Autistic Teen Picks First Two NCAA Rounds Perfectly

NBC News report "Autistic Teen Picks First Two NCAA Rounds Perfectly" (March 25th, 2010) appears to report a non-event. It notes that an autistic individual picked the first two brackets perfectly. Corrections suggests that is expected to happen about 4 times every year.

In fact, he picked every game through the first two rounds correctly. The odds of anybody doing that? One in 13,460,000, according to It's easier to win the lottery. Twice.

According to a survey, about 58 million people will fill out a bracket (more brackets may be filled out, as the average per participant is presumably greater than or equal to one). If the tournament is based purely on chance, we expect a one-in-thirteen-million event to happen four times, on average, each trial of 58 million. Indeed, the NCAA tournament is not composed of random events, and we should likely expect this to happen more than four times, not less.

Finally, while it's easier to win the lottery, according to NBC News, Corrections notes that the winning of the lottery is an everyday event.

1 comment:

  1. Just one note of caution. The backdrop of independent draws is not at one end of the spectrum in terms of likelihood. It is tempting to say that, compared to random draws, people's informed guesses will fare considerably better, and this is true for the individual's odds of getting it all correct. But it doesn't automatically scale up to the group.

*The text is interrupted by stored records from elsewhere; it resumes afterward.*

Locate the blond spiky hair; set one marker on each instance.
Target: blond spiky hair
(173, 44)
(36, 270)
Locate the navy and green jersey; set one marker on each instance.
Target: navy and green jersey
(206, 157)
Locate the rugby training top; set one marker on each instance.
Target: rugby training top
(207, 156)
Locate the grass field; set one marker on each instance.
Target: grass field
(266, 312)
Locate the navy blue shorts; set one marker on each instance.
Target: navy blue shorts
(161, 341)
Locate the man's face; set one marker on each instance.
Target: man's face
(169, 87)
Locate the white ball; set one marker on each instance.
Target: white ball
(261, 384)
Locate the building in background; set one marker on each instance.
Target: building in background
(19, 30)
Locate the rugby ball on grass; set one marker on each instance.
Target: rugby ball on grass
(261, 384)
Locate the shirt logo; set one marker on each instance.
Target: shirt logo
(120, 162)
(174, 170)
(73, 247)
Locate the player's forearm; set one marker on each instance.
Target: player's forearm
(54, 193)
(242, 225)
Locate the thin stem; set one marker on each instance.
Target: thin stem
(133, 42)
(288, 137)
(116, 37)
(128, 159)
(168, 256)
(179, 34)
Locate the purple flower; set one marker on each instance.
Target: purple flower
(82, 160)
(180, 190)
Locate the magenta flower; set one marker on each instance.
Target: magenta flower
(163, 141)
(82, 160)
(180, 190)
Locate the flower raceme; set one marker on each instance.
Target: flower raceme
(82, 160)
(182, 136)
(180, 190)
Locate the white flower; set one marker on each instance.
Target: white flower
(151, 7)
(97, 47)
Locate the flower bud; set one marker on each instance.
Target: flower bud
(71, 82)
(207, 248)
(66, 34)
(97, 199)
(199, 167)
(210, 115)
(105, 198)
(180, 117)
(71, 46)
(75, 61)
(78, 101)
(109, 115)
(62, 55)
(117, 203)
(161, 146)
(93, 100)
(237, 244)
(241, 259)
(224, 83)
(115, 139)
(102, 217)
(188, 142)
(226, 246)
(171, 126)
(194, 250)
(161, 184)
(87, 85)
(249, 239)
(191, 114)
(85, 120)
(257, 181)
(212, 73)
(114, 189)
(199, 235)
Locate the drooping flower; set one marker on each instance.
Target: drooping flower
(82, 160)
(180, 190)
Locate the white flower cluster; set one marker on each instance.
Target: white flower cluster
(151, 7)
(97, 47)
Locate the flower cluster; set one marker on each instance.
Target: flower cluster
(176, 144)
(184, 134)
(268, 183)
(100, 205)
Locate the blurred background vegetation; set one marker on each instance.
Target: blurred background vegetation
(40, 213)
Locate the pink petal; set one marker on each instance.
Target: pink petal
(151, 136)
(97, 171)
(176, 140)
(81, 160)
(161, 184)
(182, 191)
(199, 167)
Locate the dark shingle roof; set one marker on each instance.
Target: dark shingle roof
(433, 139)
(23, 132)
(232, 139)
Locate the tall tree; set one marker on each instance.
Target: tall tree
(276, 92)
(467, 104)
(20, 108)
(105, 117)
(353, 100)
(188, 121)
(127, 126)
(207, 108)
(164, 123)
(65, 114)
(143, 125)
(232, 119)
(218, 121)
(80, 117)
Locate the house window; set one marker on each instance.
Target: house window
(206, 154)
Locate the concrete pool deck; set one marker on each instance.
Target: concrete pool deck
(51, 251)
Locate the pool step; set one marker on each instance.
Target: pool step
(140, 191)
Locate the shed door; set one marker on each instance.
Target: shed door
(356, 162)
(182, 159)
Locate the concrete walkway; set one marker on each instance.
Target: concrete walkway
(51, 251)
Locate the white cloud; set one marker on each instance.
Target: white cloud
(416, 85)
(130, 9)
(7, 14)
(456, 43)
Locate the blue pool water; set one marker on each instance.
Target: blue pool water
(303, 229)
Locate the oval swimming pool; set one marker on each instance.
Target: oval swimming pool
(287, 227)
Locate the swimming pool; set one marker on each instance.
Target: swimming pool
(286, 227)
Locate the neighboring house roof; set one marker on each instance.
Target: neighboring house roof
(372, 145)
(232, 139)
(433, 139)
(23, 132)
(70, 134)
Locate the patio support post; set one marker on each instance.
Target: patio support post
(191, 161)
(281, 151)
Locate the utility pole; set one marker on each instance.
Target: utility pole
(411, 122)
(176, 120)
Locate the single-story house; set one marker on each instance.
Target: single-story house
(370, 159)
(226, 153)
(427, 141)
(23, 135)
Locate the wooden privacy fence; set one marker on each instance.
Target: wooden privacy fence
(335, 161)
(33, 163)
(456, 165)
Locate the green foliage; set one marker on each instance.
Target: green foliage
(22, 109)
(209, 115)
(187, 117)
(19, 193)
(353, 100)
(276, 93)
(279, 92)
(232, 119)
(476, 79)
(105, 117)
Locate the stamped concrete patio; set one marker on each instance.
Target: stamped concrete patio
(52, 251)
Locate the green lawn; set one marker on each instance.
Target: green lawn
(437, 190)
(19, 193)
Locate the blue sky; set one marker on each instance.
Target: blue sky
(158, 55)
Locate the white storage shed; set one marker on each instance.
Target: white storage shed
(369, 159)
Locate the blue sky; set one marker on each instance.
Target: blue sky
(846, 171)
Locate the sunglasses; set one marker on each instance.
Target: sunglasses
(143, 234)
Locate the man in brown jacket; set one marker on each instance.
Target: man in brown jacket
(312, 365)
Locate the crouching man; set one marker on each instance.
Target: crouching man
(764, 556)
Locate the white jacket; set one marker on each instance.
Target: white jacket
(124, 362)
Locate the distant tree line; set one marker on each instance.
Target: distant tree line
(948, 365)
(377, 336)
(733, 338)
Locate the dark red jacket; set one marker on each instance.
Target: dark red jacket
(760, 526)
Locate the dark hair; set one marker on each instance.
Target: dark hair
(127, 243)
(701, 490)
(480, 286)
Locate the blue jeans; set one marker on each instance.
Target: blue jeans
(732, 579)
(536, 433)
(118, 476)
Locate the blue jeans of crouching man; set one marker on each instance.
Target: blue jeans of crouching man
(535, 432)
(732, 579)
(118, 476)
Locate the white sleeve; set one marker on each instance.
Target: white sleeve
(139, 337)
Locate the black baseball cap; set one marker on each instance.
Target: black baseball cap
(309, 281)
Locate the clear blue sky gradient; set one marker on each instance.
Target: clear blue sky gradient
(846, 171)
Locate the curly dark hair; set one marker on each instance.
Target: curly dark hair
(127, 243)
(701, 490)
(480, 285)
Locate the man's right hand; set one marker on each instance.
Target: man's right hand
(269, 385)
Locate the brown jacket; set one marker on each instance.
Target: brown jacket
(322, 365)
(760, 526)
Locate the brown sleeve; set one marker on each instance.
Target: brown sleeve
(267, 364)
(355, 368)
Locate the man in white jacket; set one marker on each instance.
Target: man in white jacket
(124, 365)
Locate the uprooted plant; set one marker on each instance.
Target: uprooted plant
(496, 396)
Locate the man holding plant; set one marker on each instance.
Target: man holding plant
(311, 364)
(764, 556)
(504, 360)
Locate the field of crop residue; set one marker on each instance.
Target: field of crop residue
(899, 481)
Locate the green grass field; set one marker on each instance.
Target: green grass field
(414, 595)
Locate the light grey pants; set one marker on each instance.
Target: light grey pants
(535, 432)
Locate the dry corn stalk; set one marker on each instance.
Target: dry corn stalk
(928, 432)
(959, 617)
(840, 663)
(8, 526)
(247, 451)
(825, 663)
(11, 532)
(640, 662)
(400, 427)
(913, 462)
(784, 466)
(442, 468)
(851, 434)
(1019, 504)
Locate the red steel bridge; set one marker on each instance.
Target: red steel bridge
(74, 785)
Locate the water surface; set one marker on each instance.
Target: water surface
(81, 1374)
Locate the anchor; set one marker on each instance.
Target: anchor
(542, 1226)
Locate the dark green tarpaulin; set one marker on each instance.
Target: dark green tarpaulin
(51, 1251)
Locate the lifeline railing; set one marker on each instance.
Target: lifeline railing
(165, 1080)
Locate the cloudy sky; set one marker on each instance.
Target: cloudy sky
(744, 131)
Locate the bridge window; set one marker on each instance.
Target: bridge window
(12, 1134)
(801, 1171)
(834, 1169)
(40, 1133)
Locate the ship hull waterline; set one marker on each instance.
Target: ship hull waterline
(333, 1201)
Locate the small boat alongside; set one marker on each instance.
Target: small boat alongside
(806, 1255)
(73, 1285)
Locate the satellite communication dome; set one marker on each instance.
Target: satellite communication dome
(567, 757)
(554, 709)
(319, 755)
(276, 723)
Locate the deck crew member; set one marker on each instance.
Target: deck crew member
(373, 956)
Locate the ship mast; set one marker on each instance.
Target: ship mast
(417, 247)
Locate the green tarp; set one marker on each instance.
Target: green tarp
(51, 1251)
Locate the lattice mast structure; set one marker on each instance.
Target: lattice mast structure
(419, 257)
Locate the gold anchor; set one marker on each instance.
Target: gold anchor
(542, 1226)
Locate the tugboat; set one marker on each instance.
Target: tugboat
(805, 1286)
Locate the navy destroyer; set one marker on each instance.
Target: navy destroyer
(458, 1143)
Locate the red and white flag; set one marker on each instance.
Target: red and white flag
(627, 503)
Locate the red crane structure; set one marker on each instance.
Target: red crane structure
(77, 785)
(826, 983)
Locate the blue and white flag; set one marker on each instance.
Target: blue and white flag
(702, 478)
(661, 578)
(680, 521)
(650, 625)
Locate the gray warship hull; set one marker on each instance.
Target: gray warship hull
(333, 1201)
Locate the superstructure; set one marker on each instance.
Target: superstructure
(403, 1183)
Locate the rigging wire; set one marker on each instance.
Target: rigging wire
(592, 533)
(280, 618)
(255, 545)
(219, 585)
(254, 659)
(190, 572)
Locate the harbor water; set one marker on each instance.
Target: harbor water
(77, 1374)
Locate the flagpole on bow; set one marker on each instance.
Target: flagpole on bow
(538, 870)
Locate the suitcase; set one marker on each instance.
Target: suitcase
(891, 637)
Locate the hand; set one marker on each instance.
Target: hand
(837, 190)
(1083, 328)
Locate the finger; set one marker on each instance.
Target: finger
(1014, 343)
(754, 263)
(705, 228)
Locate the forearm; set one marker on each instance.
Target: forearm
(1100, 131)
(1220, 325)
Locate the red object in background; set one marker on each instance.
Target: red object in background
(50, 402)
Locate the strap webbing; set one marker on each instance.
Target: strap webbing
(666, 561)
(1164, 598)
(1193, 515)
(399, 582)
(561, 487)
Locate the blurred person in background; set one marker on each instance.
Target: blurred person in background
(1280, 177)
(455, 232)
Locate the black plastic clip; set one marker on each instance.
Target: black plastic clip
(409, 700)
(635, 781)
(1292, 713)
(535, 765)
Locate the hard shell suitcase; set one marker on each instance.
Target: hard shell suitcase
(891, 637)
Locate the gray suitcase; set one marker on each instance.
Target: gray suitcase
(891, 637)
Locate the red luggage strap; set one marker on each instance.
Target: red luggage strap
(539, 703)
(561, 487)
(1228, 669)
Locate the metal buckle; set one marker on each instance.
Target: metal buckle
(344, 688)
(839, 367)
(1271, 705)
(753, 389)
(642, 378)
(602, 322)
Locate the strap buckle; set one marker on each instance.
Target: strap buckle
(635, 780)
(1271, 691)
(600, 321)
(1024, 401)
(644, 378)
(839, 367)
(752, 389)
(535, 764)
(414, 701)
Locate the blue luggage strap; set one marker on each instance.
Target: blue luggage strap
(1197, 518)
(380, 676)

    The correlation of brackets with the true odds and across people are BOTH important. For instance, if everyone makes exactly the same bracket (perfect cross-correlation), then we should almost never see a perfect bracket, EVEN IF the brackets are all constructed from the true most likely outcomes.

    We are not in such an extreme case. A more realistic adaptation would be to consider that if there were a few upsets that almost nobody would ever have predicted, then it is quite unlikely that anyone would get the bracket exactly right. It is hard to say how realistic this is, without seeing actual data on people's actual prediction behavior.